In pytorch CIFAR-tutorial, where each instance can have only one class ( for example, if image is a car it should belong to class of cars) and there are 10 classes in total. So in this case, model prediction is defined in the following way(copying code snippet from pytorch website):
import torch.optim as optim
criterion = nn.CrossEntropyLoss()
optimizer = optim.SGD(net.parameters(), lr=0.001, momentum=0.9)
for epoch in range(2): # loop over the dataset multiple times
running_loss = 0.0
for i, data in enumerate(trainloader, 0):
# get the inputs
inputs, labels = data
# zero the parameter gradients
optimizer.zero_grad()
# forward + backward + optimize
outputs = net(inputs)
loss = criterion(outputs, labels)
loss.backward()
optimizer.step()
# print statistics
running_loss += loss.item()
if i % 2000 == 1999: # print every 2000 mini-batches
print('[%d, %5d] loss: %.3f' %
(epoch + 1, i + 1, running_loss / 2000))
running_loss = 0.0
print('Finished Training')
Question 1(for training part). What could you suggest to use as an activation function. I was thinking about BCEWithLogitsLoss() but I am not sure how good it will be.
and then the accuracy of prediction for testset is defined in the following way:
for the entire network:
correct = 0
total = 0
with torch.no_grad():
for data in testloader:
images, labels = data
outputs = net(images)
_, predicted = torch.max(outputs.data, 1)
total += labels.size(0)
correct += (predicted == labels).sum().item()
print('Accuracy of the network on the 10000 test images: %d %%' % (
100 * correct / total))
and for each class:
class_correct = list(0. for i in range(10))

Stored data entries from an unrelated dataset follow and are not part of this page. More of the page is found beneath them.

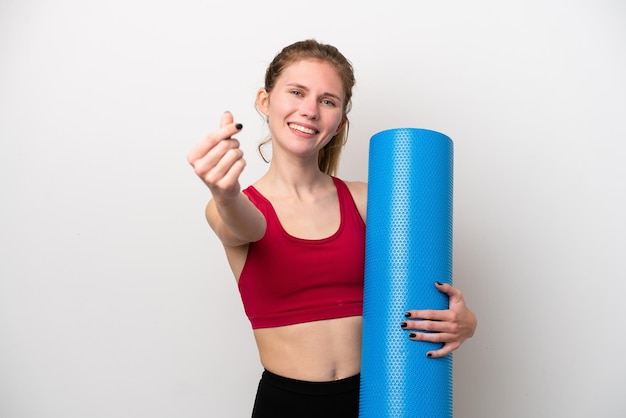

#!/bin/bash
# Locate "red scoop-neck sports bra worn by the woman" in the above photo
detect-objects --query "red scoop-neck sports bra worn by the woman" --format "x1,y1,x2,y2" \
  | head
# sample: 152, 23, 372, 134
239, 177, 365, 329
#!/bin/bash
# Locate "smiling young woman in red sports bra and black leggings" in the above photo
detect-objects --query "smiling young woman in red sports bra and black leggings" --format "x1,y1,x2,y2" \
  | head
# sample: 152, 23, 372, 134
188, 40, 476, 418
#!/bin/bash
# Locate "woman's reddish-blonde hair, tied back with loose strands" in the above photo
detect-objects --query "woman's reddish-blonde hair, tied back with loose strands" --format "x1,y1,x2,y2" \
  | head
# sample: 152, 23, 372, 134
258, 39, 355, 175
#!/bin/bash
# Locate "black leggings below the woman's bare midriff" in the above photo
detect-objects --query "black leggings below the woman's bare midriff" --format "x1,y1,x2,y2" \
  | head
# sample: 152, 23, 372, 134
252, 370, 361, 418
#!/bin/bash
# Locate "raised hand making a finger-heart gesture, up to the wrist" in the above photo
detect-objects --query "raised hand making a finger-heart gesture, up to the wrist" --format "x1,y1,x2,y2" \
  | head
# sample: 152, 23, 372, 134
187, 112, 246, 201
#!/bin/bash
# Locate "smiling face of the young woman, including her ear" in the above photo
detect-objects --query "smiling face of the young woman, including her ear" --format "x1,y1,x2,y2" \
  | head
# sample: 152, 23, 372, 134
257, 59, 345, 162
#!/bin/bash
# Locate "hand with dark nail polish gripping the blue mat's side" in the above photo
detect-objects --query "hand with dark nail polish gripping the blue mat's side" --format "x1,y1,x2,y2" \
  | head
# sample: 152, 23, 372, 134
401, 283, 477, 358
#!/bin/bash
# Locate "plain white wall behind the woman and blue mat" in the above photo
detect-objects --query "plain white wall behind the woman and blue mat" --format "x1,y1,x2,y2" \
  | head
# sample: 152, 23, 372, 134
0, 0, 626, 418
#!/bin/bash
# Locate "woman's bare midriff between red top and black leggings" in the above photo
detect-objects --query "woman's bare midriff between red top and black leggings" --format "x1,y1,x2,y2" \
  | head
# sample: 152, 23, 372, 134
254, 316, 362, 382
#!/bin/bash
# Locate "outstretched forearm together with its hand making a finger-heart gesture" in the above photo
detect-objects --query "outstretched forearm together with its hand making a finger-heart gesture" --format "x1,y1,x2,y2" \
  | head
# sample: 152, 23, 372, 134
187, 112, 266, 247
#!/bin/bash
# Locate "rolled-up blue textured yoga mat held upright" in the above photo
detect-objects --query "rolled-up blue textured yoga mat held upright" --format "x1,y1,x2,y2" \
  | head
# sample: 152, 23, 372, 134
359, 128, 453, 418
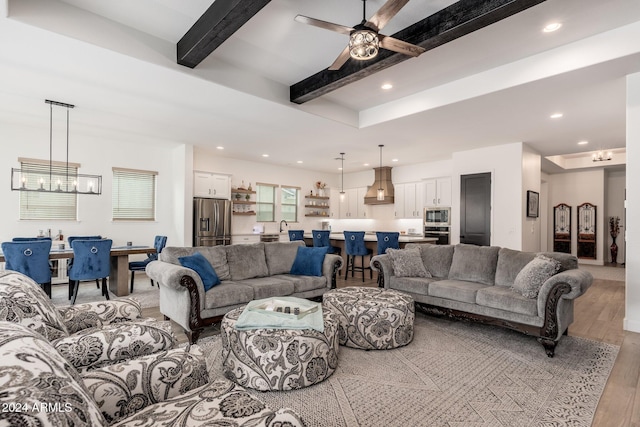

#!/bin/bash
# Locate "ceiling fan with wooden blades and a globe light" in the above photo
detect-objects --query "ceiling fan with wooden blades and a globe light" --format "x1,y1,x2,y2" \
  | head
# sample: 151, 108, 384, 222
295, 0, 425, 70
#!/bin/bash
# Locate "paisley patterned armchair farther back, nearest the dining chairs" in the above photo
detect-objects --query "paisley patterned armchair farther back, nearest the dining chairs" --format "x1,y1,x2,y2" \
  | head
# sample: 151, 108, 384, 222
0, 271, 176, 372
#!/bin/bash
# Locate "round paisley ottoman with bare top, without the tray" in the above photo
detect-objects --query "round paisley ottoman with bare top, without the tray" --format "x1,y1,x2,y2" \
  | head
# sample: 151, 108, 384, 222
322, 287, 415, 350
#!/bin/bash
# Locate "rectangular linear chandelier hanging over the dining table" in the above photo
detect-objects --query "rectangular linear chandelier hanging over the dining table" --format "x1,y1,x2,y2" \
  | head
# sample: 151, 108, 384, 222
11, 99, 102, 195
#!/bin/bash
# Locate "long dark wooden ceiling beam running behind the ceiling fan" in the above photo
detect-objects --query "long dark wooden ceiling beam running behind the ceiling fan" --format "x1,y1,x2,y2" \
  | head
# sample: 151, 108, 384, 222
289, 0, 545, 104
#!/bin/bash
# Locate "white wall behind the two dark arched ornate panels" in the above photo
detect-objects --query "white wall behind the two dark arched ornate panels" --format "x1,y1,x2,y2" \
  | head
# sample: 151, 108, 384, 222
548, 169, 609, 265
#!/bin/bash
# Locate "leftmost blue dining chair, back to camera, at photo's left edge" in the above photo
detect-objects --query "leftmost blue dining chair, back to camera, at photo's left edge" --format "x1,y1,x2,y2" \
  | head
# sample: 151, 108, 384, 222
2, 239, 51, 298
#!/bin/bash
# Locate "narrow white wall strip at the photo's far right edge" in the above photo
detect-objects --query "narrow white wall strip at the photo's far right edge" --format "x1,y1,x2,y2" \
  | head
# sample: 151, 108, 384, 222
624, 73, 640, 332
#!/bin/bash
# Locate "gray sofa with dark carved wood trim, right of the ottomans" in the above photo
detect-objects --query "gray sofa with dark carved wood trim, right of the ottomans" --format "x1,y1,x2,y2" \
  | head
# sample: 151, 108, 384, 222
371, 244, 593, 357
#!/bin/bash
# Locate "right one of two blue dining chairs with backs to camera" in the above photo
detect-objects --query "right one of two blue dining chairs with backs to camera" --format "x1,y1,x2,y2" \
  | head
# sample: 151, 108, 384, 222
69, 239, 113, 305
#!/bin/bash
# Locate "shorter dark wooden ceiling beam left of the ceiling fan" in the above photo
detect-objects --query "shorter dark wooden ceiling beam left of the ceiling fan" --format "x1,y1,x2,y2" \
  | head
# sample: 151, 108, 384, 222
177, 0, 271, 68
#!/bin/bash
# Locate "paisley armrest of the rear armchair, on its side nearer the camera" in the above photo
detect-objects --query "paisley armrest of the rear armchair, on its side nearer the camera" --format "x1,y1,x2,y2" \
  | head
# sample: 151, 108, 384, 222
51, 319, 177, 373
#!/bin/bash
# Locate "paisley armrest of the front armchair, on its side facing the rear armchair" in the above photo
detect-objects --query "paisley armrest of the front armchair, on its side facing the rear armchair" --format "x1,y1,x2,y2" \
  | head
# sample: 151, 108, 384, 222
82, 345, 209, 424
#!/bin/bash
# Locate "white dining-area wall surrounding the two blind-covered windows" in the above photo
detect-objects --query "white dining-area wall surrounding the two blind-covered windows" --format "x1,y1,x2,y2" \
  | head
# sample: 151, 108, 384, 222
0, 120, 191, 246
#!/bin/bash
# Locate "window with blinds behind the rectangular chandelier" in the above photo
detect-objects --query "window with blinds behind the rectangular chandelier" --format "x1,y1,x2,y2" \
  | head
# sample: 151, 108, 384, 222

class_total = list(0. for i in range(10))
with torch.no_grad():
for data in testloader:
images, labels = data
outputs = net(images)
_, predicted = torch.max(outputs, 1)
c = (predicted == labels).squeeze()
for i in range(4):
label = labels[i]
class_correct[label] += c[i].item()
class_total[label] += 1
for i in range(10):
print('Accuracy of %5s : %2d %%' % (
classes[i], 100 * class_correct[i] / class_total[i]))
where the output is as follows:
Accuracy of plane : 36 %
Accuracy of car : 40 %
Accuracy of bird : 30 %
Accuracy of cat : 19 %
Accuracy of deer : 28 %
Accuracy of dog : 17 %
Accuracy of frog : 34 %
Accuracy of horse : 43 %
Accuracy of ship : 57 %
Accuracy of truck : 35 %
Now here is question 2:
How can I determine the accuracy so it would look in the following way:
For example:
The Matrix (1999) ['Action: 91%', 'Drama: 25%', 'Adventure: 13%']
The Others (2001) ['Drama: 76%', 'Horror: 65%', 'Action: 41%']
Alien: Resurrection (1997) ['Horror: 67%', 'Action: 64%', 'Drama: 43%']
The Martian (2015) ['Drama: 95%', 'Adventure: 81%']
Considering that every movie does not always have 3 genres, sometimes is 2 and sometimes is 1. So as I see it, I should find 3 maximum values, 2 maximum values or 1 maximum value of my output list , which is list of 15 genres so, for example, if
my predicted genres are [Movie, Adventure] then
some_kind_of_function(outputs) should give me output of
[1 0 0 0 0 0 0 0 0 0 0 1 0 0 0] ,
which I can compare afterwards with ground_truth.
I don't think torchmax will work in this case, cause it gives only one max value from [weigts array], so
What's the best way to implement it?
Thank you in advance, appreciate any help or suggestion:)
You're right, you're looking to perform binary classification (is poster X a drama movie or not? Is it an action movie or not?) for each poster-genre pair. BinaryCrossEntropy(WithLogits) is the way to go.
Regarding the best metric to evaluate your resulting algorithm, it's up to you, what are you looking for. But you may want to investigate ideas like precision and recall or f1 score. Personally, I would probably pick the top 3 for each genre (since that's at max number of genres assigned to each poster) and look if the ones to be expected show up with high probability and if the unexpected ones (in case of a movie with 2 "ground truth" genres) show at the last places, with significantly less probability assigned.